In common with much of the Ireland team, he had a full-time job away from cricket which interfered with the game. By June 2009, Cusack Trent Johnston were the only players to have professional, central contracts with the Irish Cricket Union. The contracts were part of the Irish Cricket Union's initiative to make the Ireland cricket team more professional.

Cusack played in the 2009 ICC World Twenty20, in which Ireland progressed to the super eights. In Ireland's match against Sri Lanka, Cusack almost helped his team to victory by taking 4/18 to restrict Sri Lanka to 144/9. His bowling figures were the best for Ireland in Twenty20 Internationals (T20I). Playing in all five of Ireland's matches, Cusack took 8 wickets at an average of 19.12 in the tournament; he was the equal 12th leading wicket-taker in the tournament, and Ireland's joint leading wicket-taker, in both cases tied with off-spinner Kyle McCallan. With 14 wickets at an average of 13.00, Cusack is Ireland's leading wicket-taker in T20Is. Cusack was one of seven Ireland players to be nominated for the 2009 Associate and Affiliate Player of the Year (there were fourteen nominees in all).

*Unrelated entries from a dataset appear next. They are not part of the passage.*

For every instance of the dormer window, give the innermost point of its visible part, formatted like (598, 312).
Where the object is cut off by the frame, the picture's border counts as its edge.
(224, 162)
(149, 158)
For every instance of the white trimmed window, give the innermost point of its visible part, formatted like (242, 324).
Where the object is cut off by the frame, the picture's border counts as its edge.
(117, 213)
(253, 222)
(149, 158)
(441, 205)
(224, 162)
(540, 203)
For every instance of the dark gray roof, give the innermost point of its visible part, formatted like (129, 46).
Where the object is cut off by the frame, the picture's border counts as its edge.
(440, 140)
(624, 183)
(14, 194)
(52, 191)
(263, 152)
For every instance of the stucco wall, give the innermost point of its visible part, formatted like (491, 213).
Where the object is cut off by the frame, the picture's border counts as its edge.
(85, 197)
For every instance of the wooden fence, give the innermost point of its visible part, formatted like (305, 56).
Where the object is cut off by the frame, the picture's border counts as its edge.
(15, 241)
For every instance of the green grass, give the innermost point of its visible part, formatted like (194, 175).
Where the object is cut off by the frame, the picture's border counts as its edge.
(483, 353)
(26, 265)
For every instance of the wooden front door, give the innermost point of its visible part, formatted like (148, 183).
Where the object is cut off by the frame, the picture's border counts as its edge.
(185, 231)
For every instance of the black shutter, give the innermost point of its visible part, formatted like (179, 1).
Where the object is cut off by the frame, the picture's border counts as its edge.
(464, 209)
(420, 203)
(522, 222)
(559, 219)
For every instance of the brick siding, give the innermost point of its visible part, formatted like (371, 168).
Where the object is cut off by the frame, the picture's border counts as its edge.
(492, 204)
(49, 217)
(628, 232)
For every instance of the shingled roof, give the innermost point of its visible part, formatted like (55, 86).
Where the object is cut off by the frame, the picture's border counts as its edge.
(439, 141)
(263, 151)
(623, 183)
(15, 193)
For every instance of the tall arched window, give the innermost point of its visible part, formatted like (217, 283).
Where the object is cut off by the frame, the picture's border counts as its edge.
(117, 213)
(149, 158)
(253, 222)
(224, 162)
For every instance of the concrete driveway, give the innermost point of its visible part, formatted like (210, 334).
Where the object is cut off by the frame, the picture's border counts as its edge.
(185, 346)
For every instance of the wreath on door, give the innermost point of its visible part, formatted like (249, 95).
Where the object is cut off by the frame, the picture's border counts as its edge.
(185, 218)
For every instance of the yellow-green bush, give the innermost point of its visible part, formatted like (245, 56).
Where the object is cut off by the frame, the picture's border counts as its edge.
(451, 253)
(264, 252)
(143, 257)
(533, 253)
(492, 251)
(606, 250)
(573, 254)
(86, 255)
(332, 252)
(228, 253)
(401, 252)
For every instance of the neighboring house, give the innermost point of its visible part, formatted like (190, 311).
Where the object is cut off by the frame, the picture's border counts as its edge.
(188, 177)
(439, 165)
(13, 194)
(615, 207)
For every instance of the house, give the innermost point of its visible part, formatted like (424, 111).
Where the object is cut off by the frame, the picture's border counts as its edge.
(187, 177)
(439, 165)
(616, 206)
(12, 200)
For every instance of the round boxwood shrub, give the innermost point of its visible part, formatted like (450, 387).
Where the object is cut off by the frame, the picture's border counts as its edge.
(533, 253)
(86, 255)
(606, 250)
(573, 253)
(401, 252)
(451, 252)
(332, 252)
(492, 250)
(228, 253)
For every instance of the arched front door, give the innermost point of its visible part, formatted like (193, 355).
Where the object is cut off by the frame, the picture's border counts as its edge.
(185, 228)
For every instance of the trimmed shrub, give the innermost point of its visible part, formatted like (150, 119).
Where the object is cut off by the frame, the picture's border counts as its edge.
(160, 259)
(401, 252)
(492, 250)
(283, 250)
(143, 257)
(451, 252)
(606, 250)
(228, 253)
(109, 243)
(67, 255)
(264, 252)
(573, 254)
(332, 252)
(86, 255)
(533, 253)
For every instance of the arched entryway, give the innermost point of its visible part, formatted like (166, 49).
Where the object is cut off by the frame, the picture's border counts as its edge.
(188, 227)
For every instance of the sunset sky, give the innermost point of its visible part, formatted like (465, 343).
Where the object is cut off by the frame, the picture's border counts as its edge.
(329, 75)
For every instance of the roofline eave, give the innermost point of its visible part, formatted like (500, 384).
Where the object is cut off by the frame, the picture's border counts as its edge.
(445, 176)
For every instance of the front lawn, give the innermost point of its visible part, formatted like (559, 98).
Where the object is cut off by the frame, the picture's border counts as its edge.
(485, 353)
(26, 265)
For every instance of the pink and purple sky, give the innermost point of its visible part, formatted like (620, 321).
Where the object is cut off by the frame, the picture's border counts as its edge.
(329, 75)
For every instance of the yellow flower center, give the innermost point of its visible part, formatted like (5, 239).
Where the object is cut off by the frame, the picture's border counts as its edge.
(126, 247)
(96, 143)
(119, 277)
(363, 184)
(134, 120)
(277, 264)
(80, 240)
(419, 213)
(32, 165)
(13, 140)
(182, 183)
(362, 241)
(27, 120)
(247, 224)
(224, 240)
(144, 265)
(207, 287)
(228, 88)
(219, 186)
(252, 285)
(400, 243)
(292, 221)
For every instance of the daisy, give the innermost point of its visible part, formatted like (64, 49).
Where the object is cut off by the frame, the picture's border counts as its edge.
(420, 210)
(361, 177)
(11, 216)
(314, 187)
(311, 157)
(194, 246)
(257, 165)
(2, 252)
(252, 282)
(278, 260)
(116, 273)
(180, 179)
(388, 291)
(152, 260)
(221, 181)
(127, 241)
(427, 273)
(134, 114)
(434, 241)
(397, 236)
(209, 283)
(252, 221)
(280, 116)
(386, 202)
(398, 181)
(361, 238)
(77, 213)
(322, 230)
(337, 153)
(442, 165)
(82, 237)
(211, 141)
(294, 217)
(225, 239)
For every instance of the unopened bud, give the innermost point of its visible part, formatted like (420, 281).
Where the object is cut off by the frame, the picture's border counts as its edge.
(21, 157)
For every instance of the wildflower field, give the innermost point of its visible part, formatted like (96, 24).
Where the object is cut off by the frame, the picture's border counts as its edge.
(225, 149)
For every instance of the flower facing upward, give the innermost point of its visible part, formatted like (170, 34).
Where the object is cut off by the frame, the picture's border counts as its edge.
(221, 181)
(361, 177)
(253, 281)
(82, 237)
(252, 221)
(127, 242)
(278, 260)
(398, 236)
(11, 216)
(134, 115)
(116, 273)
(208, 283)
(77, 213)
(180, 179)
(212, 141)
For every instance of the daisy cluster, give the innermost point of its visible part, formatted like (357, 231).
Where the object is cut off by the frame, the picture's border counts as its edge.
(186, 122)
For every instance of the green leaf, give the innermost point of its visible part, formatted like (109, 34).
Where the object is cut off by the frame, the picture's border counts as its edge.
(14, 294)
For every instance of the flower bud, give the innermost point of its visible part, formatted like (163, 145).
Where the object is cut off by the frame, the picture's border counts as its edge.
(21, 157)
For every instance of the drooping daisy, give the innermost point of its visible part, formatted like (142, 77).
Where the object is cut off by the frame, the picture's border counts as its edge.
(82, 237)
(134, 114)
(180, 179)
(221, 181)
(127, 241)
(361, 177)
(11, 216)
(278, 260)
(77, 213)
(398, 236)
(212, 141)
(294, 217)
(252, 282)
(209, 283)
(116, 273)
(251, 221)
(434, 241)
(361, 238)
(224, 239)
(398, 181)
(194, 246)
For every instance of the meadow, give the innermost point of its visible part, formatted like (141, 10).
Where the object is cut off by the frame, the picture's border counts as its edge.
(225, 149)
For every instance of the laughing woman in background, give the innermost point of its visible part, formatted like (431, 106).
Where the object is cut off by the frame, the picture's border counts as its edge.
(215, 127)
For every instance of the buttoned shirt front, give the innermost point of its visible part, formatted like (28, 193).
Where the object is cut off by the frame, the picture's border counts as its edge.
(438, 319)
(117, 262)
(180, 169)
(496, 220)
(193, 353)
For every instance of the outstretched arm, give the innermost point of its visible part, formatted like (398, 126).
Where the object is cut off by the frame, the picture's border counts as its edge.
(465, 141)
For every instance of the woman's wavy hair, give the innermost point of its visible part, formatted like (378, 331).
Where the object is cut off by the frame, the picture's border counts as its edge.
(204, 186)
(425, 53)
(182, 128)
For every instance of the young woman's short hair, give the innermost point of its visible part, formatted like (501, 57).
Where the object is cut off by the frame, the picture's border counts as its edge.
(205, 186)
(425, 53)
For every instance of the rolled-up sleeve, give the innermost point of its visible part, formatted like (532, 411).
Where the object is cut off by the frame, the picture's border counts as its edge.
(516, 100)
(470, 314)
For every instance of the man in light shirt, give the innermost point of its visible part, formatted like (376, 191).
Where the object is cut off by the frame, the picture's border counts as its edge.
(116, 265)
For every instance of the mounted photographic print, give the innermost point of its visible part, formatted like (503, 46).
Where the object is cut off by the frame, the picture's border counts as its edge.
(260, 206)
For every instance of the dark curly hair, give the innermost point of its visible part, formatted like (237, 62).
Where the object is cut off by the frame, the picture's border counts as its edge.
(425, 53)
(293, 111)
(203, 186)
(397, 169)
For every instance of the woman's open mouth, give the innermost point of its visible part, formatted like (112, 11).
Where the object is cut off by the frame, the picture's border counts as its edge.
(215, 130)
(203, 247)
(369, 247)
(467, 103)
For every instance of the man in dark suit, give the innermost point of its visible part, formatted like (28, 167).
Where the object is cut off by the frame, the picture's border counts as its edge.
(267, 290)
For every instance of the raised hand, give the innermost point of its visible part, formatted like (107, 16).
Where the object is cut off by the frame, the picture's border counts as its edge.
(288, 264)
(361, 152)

In January 2010 Cricket Ireland, the governing body for cricket in Ireland, awarded Cusack a full-time contract. He was one of six players awarded such contracts with Cricket Ireland, and came just a year after the first professional contracts were awarded to Ireland's cricketers. Before that players were amateurs relying on income from other jobs and playing cricket in their spare time. The contract allowed Cusack and the others to focus on cricket, with the aim of improving ahead of the 2011 World Cup. He was selected in Ireland's 15-man squad for the 2011 World Cup.